A green lock in the browser is not the final goal. The real goal is that users can safely open the website, leave an inquiry, place an order or contact your business without technical barriers.
Conclusion
When an SSL certificate expires, the website is not necessarily hacked or broken, but it looks unsafe to visitors. That is enough to lose trust, leads and sales.
The correct process is simple: check the cause of the error, renew or reissue the certificate, install it on the server, verify all domain versions, check redirects, test forms and payment, and configure automatic renewal.

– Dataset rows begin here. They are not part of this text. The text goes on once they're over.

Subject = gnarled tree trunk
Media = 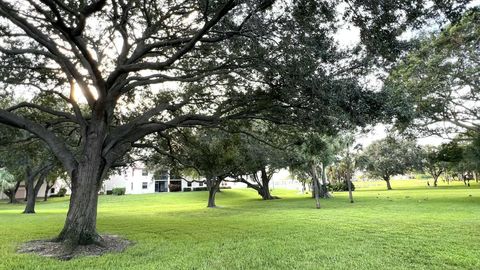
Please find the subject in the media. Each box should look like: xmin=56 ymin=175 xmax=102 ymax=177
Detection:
xmin=310 ymin=164 xmax=320 ymax=209
xmin=433 ymin=175 xmax=438 ymax=187
xmin=3 ymin=181 xmax=20 ymax=204
xmin=57 ymin=130 xmax=108 ymax=247
xmin=383 ymin=176 xmax=392 ymax=190
xmin=23 ymin=167 xmax=50 ymax=214
xmin=23 ymin=175 xmax=36 ymax=214
xmin=320 ymin=163 xmax=332 ymax=199
xmin=207 ymin=177 xmax=222 ymax=208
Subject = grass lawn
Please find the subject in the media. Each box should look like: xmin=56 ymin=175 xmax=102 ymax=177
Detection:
xmin=0 ymin=180 xmax=480 ymax=270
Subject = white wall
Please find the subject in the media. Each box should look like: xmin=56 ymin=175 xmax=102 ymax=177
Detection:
xmin=103 ymin=167 xmax=155 ymax=194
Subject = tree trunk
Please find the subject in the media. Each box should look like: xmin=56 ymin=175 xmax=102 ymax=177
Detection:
xmin=4 ymin=181 xmax=20 ymax=204
xmin=347 ymin=178 xmax=353 ymax=203
xmin=383 ymin=177 xmax=392 ymax=190
xmin=43 ymin=181 xmax=52 ymax=202
xmin=207 ymin=177 xmax=222 ymax=208
xmin=23 ymin=175 xmax=36 ymax=214
xmin=258 ymin=167 xmax=277 ymax=200
xmin=311 ymin=165 xmax=321 ymax=209
xmin=320 ymin=163 xmax=332 ymax=199
xmin=57 ymin=131 xmax=108 ymax=248
xmin=23 ymin=168 xmax=49 ymax=214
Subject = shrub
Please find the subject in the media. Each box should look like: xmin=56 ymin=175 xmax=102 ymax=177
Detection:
xmin=112 ymin=188 xmax=126 ymax=196
xmin=328 ymin=181 xmax=355 ymax=191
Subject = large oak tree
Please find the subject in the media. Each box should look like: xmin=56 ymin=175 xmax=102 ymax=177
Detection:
xmin=0 ymin=0 xmax=468 ymax=250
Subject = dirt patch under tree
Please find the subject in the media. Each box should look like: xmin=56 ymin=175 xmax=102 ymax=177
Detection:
xmin=17 ymin=235 xmax=132 ymax=260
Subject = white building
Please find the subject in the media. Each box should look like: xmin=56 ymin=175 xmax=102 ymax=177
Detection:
xmin=102 ymin=164 xmax=302 ymax=194
xmin=102 ymin=164 xmax=222 ymax=194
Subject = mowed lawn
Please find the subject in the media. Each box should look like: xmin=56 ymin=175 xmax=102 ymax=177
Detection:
xmin=0 ymin=180 xmax=480 ymax=270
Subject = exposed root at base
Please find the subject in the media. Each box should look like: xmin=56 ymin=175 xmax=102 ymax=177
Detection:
xmin=17 ymin=235 xmax=132 ymax=261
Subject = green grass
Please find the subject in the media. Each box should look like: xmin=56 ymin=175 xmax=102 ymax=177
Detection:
xmin=0 ymin=180 xmax=480 ymax=270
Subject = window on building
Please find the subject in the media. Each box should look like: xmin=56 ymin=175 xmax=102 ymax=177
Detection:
xmin=160 ymin=171 xmax=168 ymax=180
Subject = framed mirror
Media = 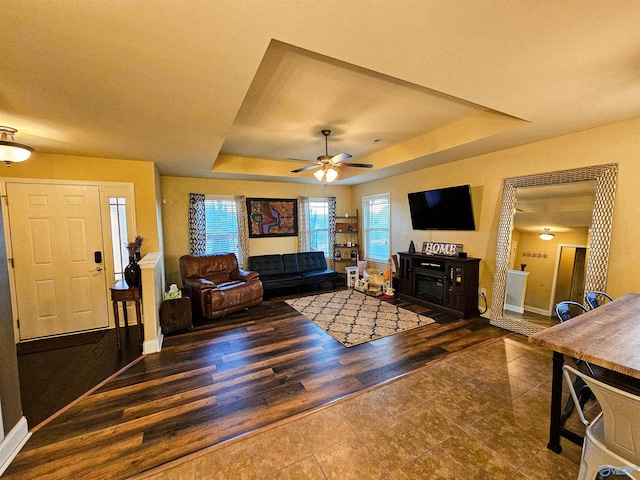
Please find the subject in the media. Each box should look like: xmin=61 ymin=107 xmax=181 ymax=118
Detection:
xmin=490 ymin=164 xmax=618 ymax=335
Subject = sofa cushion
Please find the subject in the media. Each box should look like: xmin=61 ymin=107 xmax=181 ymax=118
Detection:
xmin=296 ymin=252 xmax=327 ymax=273
xmin=260 ymin=273 xmax=302 ymax=290
xmin=282 ymin=253 xmax=300 ymax=274
xmin=249 ymin=254 xmax=284 ymax=276
xmin=302 ymin=268 xmax=338 ymax=285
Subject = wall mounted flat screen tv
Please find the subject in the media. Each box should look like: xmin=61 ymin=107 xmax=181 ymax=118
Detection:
xmin=408 ymin=185 xmax=476 ymax=230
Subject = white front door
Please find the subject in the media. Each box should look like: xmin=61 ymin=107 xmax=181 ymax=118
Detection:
xmin=7 ymin=183 xmax=109 ymax=340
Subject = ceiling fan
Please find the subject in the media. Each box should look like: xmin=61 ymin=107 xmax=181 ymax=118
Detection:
xmin=291 ymin=130 xmax=373 ymax=182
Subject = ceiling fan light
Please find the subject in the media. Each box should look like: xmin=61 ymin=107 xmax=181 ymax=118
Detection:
xmin=326 ymin=167 xmax=338 ymax=182
xmin=538 ymin=228 xmax=555 ymax=242
xmin=0 ymin=126 xmax=33 ymax=166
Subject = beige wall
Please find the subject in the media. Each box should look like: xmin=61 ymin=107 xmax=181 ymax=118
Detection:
xmin=0 ymin=152 xmax=161 ymax=255
xmin=351 ymin=119 xmax=640 ymax=310
xmin=162 ymin=177 xmax=356 ymax=284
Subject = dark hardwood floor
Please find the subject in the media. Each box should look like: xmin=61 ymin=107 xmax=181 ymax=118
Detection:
xmin=3 ymin=290 xmax=508 ymax=479
xmin=18 ymin=326 xmax=140 ymax=430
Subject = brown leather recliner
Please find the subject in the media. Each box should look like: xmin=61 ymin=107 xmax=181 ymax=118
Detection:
xmin=180 ymin=253 xmax=263 ymax=320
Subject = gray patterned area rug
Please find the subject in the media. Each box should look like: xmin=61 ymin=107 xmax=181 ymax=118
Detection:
xmin=286 ymin=290 xmax=435 ymax=347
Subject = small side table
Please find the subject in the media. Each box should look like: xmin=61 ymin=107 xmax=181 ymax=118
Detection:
xmin=344 ymin=267 xmax=360 ymax=288
xmin=110 ymin=280 xmax=143 ymax=351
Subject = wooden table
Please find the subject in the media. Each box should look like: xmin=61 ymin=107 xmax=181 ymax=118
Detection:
xmin=529 ymin=293 xmax=640 ymax=453
xmin=110 ymin=280 xmax=143 ymax=351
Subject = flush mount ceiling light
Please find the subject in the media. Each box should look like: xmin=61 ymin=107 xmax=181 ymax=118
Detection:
xmin=0 ymin=126 xmax=33 ymax=167
xmin=539 ymin=228 xmax=555 ymax=242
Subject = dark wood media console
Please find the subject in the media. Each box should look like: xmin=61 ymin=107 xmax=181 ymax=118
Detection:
xmin=398 ymin=252 xmax=480 ymax=318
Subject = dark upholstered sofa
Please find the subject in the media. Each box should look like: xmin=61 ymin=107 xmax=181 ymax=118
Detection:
xmin=249 ymin=252 xmax=338 ymax=291
xmin=180 ymin=253 xmax=263 ymax=320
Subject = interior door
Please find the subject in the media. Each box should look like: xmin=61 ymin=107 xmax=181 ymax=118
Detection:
xmin=7 ymin=183 xmax=109 ymax=340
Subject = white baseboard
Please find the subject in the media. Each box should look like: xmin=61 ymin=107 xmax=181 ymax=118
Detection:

For a business website, SSL should not be treated as a minor technical detail. It is part of website stability, trust and lead generation. If HTTPS stops working, the issue should be fixed quickly and properly.
FAQ
What happens when an SSL certificate expires?
When an SSL certificate expires, browsers can no longer confirm that the website connection is secure. Users may see a warning and may not be able to access the website normally.
What should I do if my SSL certificate has expired?
First, check the certificate expiration date and the domain it was issued for. Then renew or reissue the certificate, install it on the server, reload the web server if needed and test the website through HTTPS.
Why does my website still show an SSL error after renewal?
The server may still be using the old certificate, the certificate chain may be incomplete, the certificate may not cover all domain versions, or Cloudflare/CDN settings may be incorrect.
Does an expired SSL certificate affect SEO?
Yes, it can. If users and search engines cannot access pages normally, the website may lose traffic, trust and conversions. A short issue may not cause serious damage, but a long-lasting SSL problem can hurt organic performance.
Can I use my website without SSL?
For a modern business website, this is not recommended. Without HTTPS, users may see warnings, forms look less trustworthy, and payments or personal data should not be handled through an unsecured connection.
How do I know that SSL is configured correctly?
The website should open through HTTPS without warnings, HTTP should redirect to HTTPS, all domain versions should work correctly, forms and payments should function, and SSL checks should not show critical errors.
How can I prevent SSL from expiring again?
Set up automatic renewal, add SSL monitoring, check domain and hosting status, and schedule regular technical reviews. For business websites, SSL should be part of ongoing maintenance, not a one-time setup.